TM channels input form
When the user chooses to search a TM channel he is redirected to a form similar to that of the chamber search. The advanced parameters are the same as in chamber channels with the exception of Split distance that is omitted and Via sphere that is an obligatory parameter. In addition, the user needs to fill in the Channel vector parameter which is a vector representing the general direction of the channel or the main axis of the channel. Given the input macromolecular topological feature diversity in both channel types (out of chambers and TM channels), we suggest inspection of the results and manually changing the parameters if needed.
OUTPUT
Channels out of chambers output form
In chamber channel type with multiple channels (default), the results page contains a header table (top), channels table (left) and a Jmol viewer applet window on the right (Figure 1). The header table presents all the parameter values assigned for the run and the last column (right) contains a link for downloading the results files in Linux or Windows format. The channel table presents the data for all detected channels. Each row in the table contains information of a channel including its bottleneck radius, bottleneck residues along with their chain ID and split radius of the channel relative to the starting point. By clicking on the channel checkbox in the channels table, the user can observe the channel surface in the Jmol viewer window. Upon clicking on the channel gating residues list identified by MolAxis, they will be shown as spheres in Jmol. The gating residues are located in the channel table and denoted as bottleneck amino acids. The user can hide the bottleneck amino acids by pressing the ‘Hide residues' button. The user can also view the pathway tree of all the detected channels by clicking the checkbox ‘Toggle all spines'.

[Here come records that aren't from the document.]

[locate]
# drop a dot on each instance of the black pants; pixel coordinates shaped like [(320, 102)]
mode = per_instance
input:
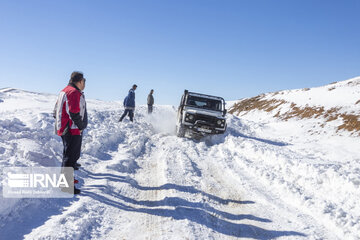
[(72, 149), (150, 109), (130, 112)]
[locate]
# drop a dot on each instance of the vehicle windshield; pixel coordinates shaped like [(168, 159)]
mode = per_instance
[(206, 103)]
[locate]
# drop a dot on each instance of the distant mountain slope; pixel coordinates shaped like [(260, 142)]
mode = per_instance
[(334, 107)]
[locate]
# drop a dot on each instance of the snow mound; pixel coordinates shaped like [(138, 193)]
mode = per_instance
[(138, 180)]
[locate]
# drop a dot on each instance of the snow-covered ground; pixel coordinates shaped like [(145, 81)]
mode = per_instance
[(260, 180)]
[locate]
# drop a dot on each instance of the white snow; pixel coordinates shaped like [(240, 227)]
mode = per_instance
[(263, 179)]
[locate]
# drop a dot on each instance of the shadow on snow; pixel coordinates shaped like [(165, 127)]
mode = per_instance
[(198, 212)]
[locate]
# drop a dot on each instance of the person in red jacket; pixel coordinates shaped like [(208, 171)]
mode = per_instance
[(71, 119)]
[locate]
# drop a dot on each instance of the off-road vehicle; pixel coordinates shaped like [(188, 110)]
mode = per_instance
[(200, 115)]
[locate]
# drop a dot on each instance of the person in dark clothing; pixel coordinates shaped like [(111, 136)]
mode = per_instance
[(129, 104), (71, 119), (150, 101)]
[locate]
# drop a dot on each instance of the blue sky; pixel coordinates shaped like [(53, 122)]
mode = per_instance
[(233, 49)]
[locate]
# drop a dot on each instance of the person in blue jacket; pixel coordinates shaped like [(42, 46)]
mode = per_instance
[(129, 104)]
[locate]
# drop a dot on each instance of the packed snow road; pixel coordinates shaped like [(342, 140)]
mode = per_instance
[(139, 181)]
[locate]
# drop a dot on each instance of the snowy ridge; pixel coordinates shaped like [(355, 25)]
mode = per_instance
[(139, 181), (330, 110)]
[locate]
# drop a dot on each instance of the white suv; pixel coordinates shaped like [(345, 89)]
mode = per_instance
[(200, 115)]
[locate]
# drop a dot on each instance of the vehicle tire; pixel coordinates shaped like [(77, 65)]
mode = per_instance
[(180, 131)]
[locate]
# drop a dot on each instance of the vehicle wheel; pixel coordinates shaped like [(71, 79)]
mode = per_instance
[(180, 131)]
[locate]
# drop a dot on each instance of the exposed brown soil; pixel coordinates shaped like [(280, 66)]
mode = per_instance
[(351, 122)]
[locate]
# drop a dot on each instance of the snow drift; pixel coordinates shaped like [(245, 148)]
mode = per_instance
[(263, 179)]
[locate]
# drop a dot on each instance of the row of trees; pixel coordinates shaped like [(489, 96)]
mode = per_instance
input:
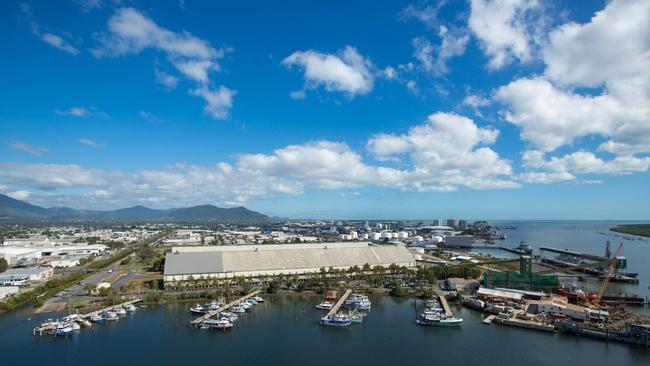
[(394, 277)]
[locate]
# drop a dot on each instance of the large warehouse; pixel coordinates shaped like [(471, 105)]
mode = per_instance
[(263, 260)]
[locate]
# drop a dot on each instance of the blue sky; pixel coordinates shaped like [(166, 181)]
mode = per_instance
[(477, 109)]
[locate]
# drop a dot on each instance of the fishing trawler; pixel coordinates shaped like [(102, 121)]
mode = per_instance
[(325, 305), (336, 320)]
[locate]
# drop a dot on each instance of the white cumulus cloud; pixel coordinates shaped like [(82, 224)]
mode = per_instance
[(130, 31), (348, 71)]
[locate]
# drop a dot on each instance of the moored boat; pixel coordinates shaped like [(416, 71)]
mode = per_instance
[(336, 320), (198, 309), (439, 320), (325, 305), (258, 298)]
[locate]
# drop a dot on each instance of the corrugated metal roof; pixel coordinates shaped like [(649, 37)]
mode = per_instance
[(283, 259), (500, 293)]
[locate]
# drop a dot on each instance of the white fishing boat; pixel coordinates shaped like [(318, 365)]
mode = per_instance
[(96, 318), (84, 322), (325, 305), (336, 320), (238, 309), (109, 315), (220, 324), (198, 309), (358, 302), (63, 329), (440, 320)]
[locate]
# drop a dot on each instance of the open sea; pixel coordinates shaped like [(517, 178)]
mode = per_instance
[(285, 331)]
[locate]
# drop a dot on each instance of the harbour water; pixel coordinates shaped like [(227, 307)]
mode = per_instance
[(584, 237), (285, 331)]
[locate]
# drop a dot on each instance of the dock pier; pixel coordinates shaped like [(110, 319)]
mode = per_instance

There are five different file types (all are text files) that can be downloaded: (i) data.txt is a file with all the parameter values; (ii) [PDB_code].stats_jmol.txt is a file with running time statistics of a given run; (iii) [PDB_code].graph_pathway_X.txt is a file that contains the trajectory of the detected channel. The first column contains the channel radius along the channel path at the distance shown in the second column relative to the beginning of the channel path. The next columns contain information about the closest atoms that contact the channel. This information includes how many atoms contact the channel at the distance shown in the second column, their line numbers in the PDB file and to which residue they belong; (iv) [PDB_code].graph_pathway_X_all.txt is a file that contains the Cartesian coordinates of the MA of the channel along with the respective radii along the axis (fourth column) and (v) [PDB_code].graph_pathway_X_bottle.txt is a file that records the bottleneck radius, the distance of the center of the corresponding sphere from the beginning of the channel and information about the closest atoms that contact the bottleneck sphere including their line numbers and to which amino acid they belong.
Figure 1 presents all channels emanating from the heme containing active site of the bacterial catalase–peroxidase (KatG) of Burkholderia Pseudomallei (PDB code 1MWV:A). Bacterial KatGs are bi-functional enzymes that disintegrate hydrogen peroxide by a catalase activity [2H2O2 → 2H2O + O2] or by a peroxidase activity [H2O2 + 2AH → 2H2O + 2A·] (17). Their function is believed to reduce reactive oxygen species as a response to oxidative stress arising from metabolic generation or environmental factors. The top ranked channel found by MolAxis (colored blue in Figure 1) is the main access channel of catalase–peroxidases (18). Residues D141 and S324 that constitute the narrowest part of the main channel, were shown experimentally to be the gating residues in corresponding residues of other bacterial catalase–peroxidase isoforms (19,20).
TM channels output form
In TM mode the result page is very similar to that of chamber mode with the exception of the channels table. This table has four columns. The first column is the serial number of a given point along the TM channel. The second column is the distance of that point from the beginning of the TM channel. The third column is the radius value of the TM channel at the given distance of the second column and the fourth column contains the amino acids that border the sphere and can be viewed when clicked. The downloadable files are similar to those of the chamber mode: [PDB_code].graph_main.txt that is similar to [PDB_code].graph_pathway_X.txt, [PDB_code].graph_main_all.txt that is similar to [PDB_code].graph_pathway_X_all.txt, [PDB_code].graph_main_bottle.txt is similar to [PDB_code].graph_pathway_X_bottle.txt and a statistics file of running times.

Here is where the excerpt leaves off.